DEV Community

Ahmed Kooli
Ahmed Kooli

Posted on

Stream Kafka events into a PostgreSQL table

Kafka to PostgreSQL stream

Here, you will find a step-by-step tutorial on how to setup a local environment with a Kafka Docker container, where its events topic are streamed into a PostgreSQL table using JdbcSinkConnector.

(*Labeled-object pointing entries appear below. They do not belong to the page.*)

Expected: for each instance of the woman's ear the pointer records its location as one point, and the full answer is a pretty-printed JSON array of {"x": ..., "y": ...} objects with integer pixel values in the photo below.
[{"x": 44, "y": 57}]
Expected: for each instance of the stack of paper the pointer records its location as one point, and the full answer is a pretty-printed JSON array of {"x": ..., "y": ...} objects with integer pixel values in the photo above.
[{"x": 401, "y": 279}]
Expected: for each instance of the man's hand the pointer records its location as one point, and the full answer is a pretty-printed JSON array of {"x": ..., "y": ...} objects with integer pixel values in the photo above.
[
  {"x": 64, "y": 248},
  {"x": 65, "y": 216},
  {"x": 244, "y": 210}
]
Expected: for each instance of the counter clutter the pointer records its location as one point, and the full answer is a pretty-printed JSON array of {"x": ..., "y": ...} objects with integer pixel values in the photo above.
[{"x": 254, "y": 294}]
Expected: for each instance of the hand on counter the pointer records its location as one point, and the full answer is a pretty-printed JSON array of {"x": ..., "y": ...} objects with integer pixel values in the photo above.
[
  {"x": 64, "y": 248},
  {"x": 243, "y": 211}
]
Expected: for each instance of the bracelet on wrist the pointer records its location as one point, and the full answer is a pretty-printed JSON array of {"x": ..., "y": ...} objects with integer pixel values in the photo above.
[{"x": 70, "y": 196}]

Source code can also be found in github.

Setup Docker containers

Docker containers diagram

Download kafka-connect-jdbc

kafka-connect-jdbc is a plugin that can be mounted into a Kafka Connect container. Technically, the plugin is a .jar file that, when added to the Kafka Connect application, it enables the communication with databases.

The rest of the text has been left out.